Sanglant, la rose au flanc, le danseur, corps de pierre
Paraît sur le théâtre au milieu des labours.
Un peuple de muets d’aveugles et de sourds
applaudira sa danse et sa mort printanière.
C’est dit. Mais la parole inscrite dans la suie
S’efface au gré des vents sous les doigts de la pluie
Pourtant nous l’entendons et lui obéissons.
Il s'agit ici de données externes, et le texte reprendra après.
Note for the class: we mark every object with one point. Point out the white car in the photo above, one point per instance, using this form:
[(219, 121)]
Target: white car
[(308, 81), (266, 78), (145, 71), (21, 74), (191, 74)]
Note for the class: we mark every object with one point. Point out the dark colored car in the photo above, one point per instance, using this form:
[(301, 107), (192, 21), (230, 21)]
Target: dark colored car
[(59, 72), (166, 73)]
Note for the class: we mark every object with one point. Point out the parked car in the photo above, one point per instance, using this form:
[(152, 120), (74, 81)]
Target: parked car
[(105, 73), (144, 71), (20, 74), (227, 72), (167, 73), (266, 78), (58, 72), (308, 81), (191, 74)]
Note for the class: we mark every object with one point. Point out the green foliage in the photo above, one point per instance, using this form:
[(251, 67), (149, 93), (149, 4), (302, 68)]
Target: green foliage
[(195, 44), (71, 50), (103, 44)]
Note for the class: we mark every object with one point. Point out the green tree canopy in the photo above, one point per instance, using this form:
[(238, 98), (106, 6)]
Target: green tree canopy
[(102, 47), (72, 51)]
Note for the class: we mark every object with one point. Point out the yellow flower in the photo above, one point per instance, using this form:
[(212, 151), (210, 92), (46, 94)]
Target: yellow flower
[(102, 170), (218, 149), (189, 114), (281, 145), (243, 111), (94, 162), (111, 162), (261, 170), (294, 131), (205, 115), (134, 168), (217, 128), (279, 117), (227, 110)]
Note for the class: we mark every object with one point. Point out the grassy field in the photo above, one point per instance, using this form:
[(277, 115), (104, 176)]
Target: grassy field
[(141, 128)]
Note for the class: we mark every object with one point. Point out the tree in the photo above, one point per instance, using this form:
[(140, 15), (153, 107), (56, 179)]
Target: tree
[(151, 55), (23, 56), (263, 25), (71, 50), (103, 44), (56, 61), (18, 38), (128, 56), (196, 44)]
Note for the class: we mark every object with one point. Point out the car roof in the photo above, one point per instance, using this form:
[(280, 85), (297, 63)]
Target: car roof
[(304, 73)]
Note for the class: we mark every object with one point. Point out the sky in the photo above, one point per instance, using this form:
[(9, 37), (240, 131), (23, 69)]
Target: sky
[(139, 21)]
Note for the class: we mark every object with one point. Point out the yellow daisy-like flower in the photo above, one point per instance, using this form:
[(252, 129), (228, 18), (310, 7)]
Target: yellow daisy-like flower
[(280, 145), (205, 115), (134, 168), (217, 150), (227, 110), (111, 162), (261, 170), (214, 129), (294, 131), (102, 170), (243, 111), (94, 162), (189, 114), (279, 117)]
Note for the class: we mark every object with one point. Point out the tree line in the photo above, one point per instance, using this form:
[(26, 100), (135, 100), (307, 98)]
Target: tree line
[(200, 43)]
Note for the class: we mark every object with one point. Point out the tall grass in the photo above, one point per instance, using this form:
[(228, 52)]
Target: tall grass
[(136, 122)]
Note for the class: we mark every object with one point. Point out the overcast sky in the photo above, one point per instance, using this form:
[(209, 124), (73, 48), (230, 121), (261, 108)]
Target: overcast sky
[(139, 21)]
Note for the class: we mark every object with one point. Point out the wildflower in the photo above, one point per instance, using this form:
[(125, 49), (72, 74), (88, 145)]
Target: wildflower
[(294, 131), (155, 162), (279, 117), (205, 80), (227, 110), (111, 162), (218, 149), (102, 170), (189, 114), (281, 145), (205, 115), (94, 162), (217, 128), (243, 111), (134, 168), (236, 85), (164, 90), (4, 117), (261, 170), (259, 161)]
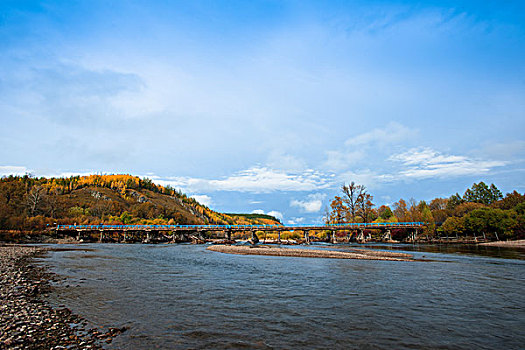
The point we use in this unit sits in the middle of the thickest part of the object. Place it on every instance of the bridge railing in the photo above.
(174, 227)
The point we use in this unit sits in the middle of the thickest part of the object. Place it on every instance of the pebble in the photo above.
(27, 321)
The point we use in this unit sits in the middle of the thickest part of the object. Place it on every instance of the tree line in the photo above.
(481, 211)
(30, 203)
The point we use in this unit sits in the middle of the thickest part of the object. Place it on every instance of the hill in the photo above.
(28, 203)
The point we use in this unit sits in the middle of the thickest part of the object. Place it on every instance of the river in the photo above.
(183, 296)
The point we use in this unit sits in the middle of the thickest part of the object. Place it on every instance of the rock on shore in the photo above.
(27, 321)
(313, 253)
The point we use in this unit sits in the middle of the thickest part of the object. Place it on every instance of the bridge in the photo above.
(174, 233)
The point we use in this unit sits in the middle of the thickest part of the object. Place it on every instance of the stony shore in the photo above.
(27, 321)
(312, 253)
Au lavoir où l’eau coule un nuage simule
À la fois le savon, la tempête et recule
l’instant où le soleil fleurira les buissons
SAISONS
Le jour est à sa place et coule à fond de temps,
À moins que l’être monte à travers des espaces
Superposés dans la mémoire et délestant
La cervelle et le cœur de souvenirs tenaces.
Étés, puissants étés, votre nom même passe,
Être et avoir été, passe-temps et PRINTEMPS,
Il passe, il est passé comme une eau jamais lasse,
Sans cicatrices, sans témoins et sans étangs.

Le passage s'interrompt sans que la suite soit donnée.